Workers were angry that their 96 per cent vote for strike action, on an 80 per cent turn-out, was just ignored and rubbished by Woodley, in his stampede to save the day for BA, to become Walsh’s hero of the hour.

Workers said that only three of their dozen demands had been addressed positively, and insisted that the action should have gone ahead, and that their democratic vote should not have been diminished in the way that it was.

Next Monday’s meeting is set to be a stormy one, especially after the resignation of two leading members of the cabin crew branch committee that was pressured into accepting the Walsh-Woodley deal by nine votes to three.

Workers are saying that if Woodley loses the vote and his deal is rejected he must resign his position as TGWU general secretary, and that the strike action must be reimposed.

Workers are rightly insisting that Woodley was elected to fight for and represent the views of the TGWU’s membership.

His rejection of a 96 per cent vote for strike action to reach a sell-out deal with Walsh means that he sees himself as a junior partner to Walsh, with both of them putting the interests of BA’s shareholders first.

Next Monday he must be reminded that he was elected to represent and fight for the demands of his members, and that if BA will not meet the just demands of its workers it must be challenged, taken on and defeated as the members wished.

If it’s a question that the company is so crisis-ridden that it cannot meet the demands of the workforce then it should be renationalised and this time put under workers’ control.

In fact, Woodley’s conduct in this dispute is not new. It is a continuation of his agreeing to the shutting down of MG Rover, and his sell-out of the locked-out gate Gourmet workers.

Gate Gourmet sacked its entire workforce, and put them outside the gate.

Woodley’s response was to tell the BA baggage handlers that they must go back to,work when they came out in support of the GG workers, and were on the point of winning the dispute.

He then refused to recognise the dispute as official, and even to pay dispute pay to the locked out workers.

What he did assure workers was that he would not discuss the company’s ‘survival programme’ until all of the locked-out workers were restored to their jobs.

He reneged on that pledge.
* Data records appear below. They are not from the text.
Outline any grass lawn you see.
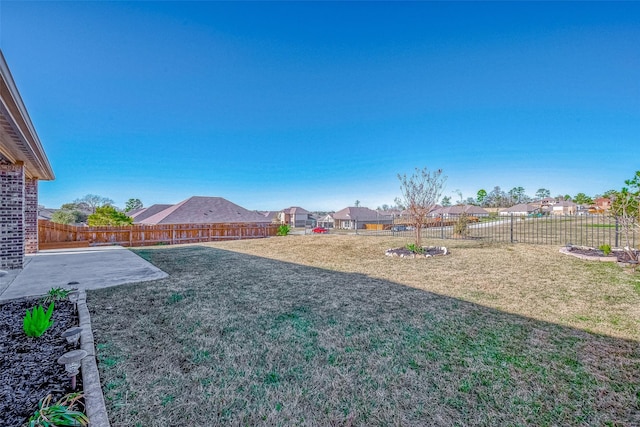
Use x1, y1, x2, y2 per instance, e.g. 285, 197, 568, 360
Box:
88, 235, 640, 427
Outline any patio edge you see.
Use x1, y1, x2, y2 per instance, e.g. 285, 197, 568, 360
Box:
77, 290, 111, 427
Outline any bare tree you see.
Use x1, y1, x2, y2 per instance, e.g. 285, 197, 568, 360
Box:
398, 168, 447, 248
611, 171, 640, 261
74, 194, 113, 213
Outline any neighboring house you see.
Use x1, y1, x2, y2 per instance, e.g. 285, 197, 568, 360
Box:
0, 51, 55, 269
278, 206, 311, 227
38, 205, 58, 221
429, 205, 489, 218
551, 200, 578, 215
538, 197, 558, 208
317, 214, 334, 228
499, 203, 540, 216
590, 197, 611, 213
127, 204, 173, 224
333, 207, 393, 230
258, 211, 279, 222
139, 196, 271, 224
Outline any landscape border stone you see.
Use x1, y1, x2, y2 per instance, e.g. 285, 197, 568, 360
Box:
77, 290, 111, 427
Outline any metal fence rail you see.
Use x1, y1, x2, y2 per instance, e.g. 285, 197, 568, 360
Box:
358, 215, 640, 248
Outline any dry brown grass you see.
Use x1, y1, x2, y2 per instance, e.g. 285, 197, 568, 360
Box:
209, 235, 640, 341
89, 235, 640, 427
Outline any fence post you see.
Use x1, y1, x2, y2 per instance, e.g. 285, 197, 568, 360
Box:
510, 213, 513, 243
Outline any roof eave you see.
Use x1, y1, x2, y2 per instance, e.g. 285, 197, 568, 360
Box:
0, 51, 55, 181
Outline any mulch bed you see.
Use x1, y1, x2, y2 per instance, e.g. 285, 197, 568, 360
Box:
385, 246, 449, 258
567, 246, 638, 262
0, 299, 82, 426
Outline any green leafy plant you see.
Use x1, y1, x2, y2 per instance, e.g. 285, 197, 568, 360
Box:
40, 288, 71, 304
405, 243, 424, 254
276, 224, 291, 236
26, 393, 89, 427
598, 245, 611, 256
23, 302, 53, 338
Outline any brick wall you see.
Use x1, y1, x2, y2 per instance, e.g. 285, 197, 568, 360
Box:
24, 178, 38, 254
0, 164, 24, 269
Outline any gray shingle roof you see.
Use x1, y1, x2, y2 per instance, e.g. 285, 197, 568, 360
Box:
333, 207, 391, 221
127, 204, 173, 224
140, 196, 271, 224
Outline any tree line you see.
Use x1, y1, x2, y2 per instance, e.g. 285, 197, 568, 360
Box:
51, 194, 144, 227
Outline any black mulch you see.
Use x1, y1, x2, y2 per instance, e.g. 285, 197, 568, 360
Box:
0, 299, 82, 426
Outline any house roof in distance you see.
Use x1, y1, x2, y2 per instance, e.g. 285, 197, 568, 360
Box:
127, 204, 173, 224
139, 196, 271, 224
333, 206, 391, 221
282, 206, 310, 215
500, 203, 540, 213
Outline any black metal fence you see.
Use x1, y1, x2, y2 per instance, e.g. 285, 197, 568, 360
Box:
360, 214, 640, 248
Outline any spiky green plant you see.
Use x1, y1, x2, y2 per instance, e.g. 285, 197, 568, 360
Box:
40, 288, 71, 304
276, 224, 291, 236
22, 302, 53, 338
26, 393, 89, 427
598, 245, 611, 256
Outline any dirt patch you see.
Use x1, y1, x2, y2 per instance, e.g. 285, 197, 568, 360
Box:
0, 299, 82, 426
560, 246, 638, 263
385, 246, 449, 258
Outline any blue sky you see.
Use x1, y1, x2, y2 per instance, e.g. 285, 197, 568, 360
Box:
0, 0, 640, 210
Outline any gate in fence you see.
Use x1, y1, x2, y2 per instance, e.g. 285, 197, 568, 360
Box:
370, 214, 640, 248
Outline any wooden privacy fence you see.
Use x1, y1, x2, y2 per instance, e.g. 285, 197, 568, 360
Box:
38, 220, 278, 249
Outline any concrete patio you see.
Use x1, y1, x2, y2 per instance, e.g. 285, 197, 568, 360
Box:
0, 246, 167, 301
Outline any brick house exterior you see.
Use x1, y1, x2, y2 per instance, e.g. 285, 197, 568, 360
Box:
0, 51, 54, 269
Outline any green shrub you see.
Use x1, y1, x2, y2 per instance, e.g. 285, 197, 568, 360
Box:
405, 243, 424, 254
453, 213, 469, 237
276, 224, 291, 236
598, 245, 611, 256
26, 393, 89, 427
22, 302, 53, 337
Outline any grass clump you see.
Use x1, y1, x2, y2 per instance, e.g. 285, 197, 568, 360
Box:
25, 393, 89, 427
22, 302, 53, 338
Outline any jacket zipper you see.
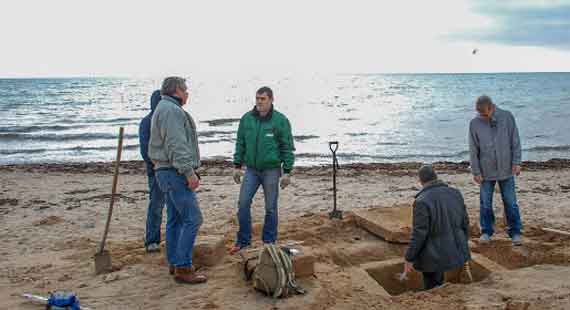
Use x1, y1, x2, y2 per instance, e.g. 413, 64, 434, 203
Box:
253, 119, 261, 169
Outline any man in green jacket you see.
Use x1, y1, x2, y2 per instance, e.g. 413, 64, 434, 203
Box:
230, 87, 295, 254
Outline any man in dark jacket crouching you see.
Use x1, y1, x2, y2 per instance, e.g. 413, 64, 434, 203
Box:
404, 166, 471, 290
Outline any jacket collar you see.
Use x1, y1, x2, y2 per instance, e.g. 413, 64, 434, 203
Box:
162, 95, 182, 107
251, 104, 273, 121
415, 180, 447, 198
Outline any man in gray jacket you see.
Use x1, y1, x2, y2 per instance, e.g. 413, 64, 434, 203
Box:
469, 96, 522, 245
148, 77, 207, 284
404, 166, 471, 290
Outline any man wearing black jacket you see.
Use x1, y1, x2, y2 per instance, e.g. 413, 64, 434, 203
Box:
404, 166, 471, 290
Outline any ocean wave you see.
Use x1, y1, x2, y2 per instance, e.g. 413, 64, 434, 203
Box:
0, 125, 89, 133
293, 135, 320, 142
523, 145, 570, 152
201, 118, 240, 127
0, 144, 139, 155
0, 133, 138, 141
295, 151, 469, 160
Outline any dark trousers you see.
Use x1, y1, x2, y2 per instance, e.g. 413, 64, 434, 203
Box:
422, 272, 443, 291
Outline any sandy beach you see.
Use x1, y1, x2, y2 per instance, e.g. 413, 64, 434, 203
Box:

With his membership locked out he agreed a ‘compromise’ deal involving over 600 sackings, and agreement on the company’s survival programme.

He supported the company, and then cut the hardship pay of the hundreds of workers that would not accept the sell out.
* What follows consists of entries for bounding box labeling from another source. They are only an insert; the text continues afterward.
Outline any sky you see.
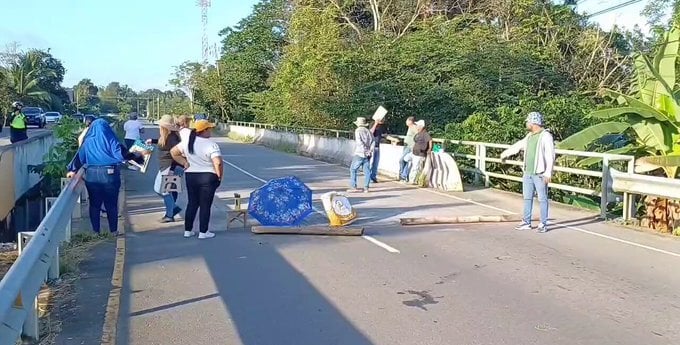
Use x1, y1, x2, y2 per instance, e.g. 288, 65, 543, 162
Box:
0, 0, 649, 90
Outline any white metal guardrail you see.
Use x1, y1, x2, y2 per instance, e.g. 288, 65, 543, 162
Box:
0, 169, 84, 345
228, 121, 635, 219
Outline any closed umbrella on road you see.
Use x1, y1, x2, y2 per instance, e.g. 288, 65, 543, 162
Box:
248, 176, 313, 226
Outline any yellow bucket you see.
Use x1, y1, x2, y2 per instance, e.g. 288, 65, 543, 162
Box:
321, 192, 357, 226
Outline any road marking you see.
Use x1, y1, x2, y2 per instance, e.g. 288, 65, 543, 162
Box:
222, 159, 401, 253
398, 181, 680, 258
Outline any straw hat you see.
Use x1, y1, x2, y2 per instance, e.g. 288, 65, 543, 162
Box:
158, 115, 179, 132
354, 117, 368, 127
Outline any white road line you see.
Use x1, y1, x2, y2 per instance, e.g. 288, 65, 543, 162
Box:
222, 159, 401, 253
394, 180, 680, 258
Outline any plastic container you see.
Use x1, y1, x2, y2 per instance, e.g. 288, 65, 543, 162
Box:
321, 192, 357, 226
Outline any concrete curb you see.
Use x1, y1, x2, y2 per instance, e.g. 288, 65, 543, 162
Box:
101, 174, 130, 345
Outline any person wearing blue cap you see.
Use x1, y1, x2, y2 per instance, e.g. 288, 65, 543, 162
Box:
501, 112, 555, 233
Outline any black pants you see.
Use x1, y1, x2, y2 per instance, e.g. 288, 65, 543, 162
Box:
184, 173, 220, 233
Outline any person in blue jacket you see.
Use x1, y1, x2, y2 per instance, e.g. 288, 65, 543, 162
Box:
66, 119, 143, 235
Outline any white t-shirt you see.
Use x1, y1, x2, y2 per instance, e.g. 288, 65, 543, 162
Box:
178, 137, 222, 174
123, 120, 144, 140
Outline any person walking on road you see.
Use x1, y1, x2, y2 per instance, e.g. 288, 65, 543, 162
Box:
5, 102, 28, 144
501, 112, 555, 233
123, 113, 144, 148
348, 117, 375, 193
399, 116, 418, 182
371, 118, 387, 183
66, 119, 149, 235
409, 120, 432, 184
146, 115, 183, 223
170, 120, 224, 239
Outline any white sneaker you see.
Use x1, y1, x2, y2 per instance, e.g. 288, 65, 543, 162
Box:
198, 231, 215, 240
515, 222, 531, 230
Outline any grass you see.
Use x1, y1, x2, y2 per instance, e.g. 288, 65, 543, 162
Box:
0, 232, 113, 345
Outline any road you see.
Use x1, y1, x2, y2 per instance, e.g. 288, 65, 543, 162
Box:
118, 132, 680, 345
0, 126, 52, 146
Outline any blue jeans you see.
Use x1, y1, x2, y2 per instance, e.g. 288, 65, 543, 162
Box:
522, 174, 548, 225
161, 167, 184, 218
370, 147, 380, 181
85, 166, 120, 233
349, 156, 371, 188
399, 146, 411, 182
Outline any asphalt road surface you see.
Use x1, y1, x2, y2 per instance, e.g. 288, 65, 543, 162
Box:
118, 130, 680, 345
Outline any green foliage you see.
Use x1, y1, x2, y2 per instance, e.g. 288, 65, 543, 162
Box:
33, 116, 83, 196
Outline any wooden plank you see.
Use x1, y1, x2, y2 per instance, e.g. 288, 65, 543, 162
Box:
399, 214, 522, 225
250, 226, 364, 236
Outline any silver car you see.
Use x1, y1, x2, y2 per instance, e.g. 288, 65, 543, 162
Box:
45, 111, 61, 123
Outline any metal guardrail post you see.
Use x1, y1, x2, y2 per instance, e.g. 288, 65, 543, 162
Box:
474, 144, 482, 185
477, 145, 491, 188
600, 156, 611, 219
45, 198, 60, 279
623, 159, 636, 220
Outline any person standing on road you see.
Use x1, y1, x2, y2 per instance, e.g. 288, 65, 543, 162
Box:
123, 113, 144, 148
146, 115, 183, 223
5, 102, 28, 143
66, 119, 149, 235
348, 117, 375, 193
371, 118, 387, 183
399, 116, 418, 182
409, 120, 432, 184
501, 112, 555, 233
170, 120, 224, 239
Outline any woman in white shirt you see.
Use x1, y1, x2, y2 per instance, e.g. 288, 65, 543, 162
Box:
170, 120, 223, 239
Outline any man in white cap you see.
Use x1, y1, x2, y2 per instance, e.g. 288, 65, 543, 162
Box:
501, 112, 555, 233
348, 117, 375, 193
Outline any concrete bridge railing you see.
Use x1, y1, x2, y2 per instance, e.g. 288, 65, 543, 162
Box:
225, 122, 641, 220
0, 132, 56, 219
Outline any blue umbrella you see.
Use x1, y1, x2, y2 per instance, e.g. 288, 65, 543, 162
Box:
248, 176, 313, 226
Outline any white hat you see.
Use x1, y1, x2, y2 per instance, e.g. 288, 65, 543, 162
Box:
354, 117, 368, 127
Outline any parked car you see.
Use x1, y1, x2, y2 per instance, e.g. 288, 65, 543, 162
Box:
21, 107, 47, 128
45, 111, 61, 123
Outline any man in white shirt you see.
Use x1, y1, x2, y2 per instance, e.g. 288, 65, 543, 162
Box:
123, 113, 144, 149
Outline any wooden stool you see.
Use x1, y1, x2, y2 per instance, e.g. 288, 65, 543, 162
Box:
227, 193, 248, 230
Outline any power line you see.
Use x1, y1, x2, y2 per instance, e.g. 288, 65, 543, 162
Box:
587, 0, 642, 18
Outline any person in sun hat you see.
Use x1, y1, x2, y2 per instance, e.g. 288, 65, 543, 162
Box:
409, 120, 432, 184
146, 115, 183, 223
348, 117, 375, 193
501, 112, 555, 233
170, 120, 224, 239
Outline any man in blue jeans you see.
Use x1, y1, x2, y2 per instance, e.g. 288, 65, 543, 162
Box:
399, 116, 418, 182
501, 112, 555, 233
348, 117, 375, 193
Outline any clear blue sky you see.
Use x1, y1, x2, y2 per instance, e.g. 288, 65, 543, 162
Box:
0, 0, 257, 90
0, 0, 649, 90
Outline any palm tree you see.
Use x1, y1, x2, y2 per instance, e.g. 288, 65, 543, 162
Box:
3, 52, 56, 106
557, 22, 680, 231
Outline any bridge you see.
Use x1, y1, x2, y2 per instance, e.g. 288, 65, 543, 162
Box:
0, 124, 680, 345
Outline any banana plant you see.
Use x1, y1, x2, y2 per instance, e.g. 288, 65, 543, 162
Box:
557, 22, 680, 178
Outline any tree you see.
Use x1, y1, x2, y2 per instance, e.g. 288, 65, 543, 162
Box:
170, 61, 202, 112
4, 51, 57, 107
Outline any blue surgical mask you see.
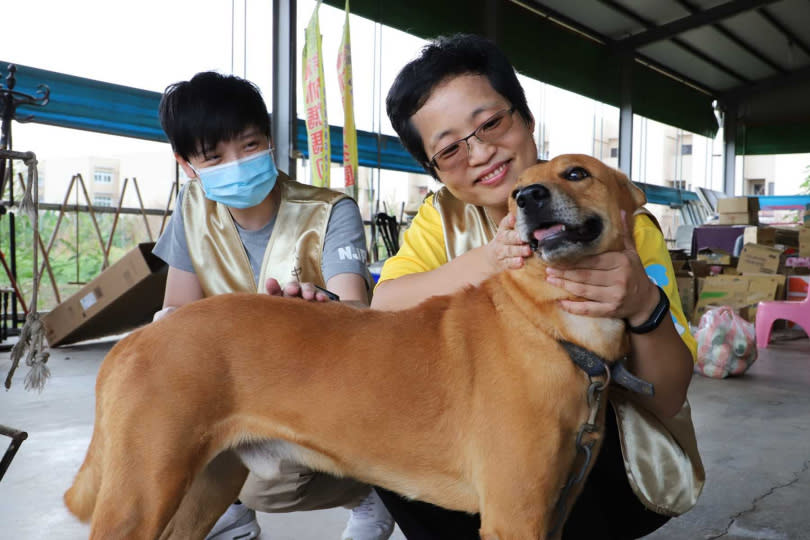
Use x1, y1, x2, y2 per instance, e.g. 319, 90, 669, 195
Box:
189, 150, 278, 209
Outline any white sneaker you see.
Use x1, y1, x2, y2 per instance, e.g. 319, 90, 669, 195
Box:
205, 503, 261, 540
340, 489, 394, 540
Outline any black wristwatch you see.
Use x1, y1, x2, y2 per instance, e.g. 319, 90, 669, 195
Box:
625, 285, 669, 334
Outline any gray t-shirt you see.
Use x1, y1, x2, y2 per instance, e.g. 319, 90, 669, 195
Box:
152, 186, 368, 286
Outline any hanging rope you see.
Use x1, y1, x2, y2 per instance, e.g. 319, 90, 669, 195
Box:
5, 152, 51, 392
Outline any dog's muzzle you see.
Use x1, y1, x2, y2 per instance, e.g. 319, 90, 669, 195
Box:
512, 184, 603, 255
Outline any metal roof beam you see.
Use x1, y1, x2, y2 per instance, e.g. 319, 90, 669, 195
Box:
617, 0, 779, 49
757, 8, 810, 56
723, 66, 810, 101
600, 0, 751, 83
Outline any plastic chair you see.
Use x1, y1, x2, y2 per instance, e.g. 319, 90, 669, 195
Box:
756, 294, 810, 347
Recently he has told the TGWU’s lawyers not to appeal the verdict of the initial hearing of the Gate Gourmet Employment tribunal that the workers were sacked for taking unofficial strike action.

The workers are having to mount their own appeal without the backing of the TGWU’s legal service.

Remember this the next time Woodley sheds crocodile tears over the way the Gate Gourmet workers have been treated.

The bottom line is that Woodley betrayed his members at Gate Gourmet and made a deal that gave the boss everything he wanted.

Now he is doing the same at Heathrow in the case of the BA cabin crews.

He will do the same for the workers who are to be transferred to Heathrow’s Terminal 5

The best thing that TGWU members can do is dump Woodley to put an end to the policy of helping the boss and betraying the workers.

There is no doubt that a new leadership is required in the TGWU, and many other of the TUC trade unions. Only the WRP is building the type of leadership that is necessary for workers to win the struggles that are coming up.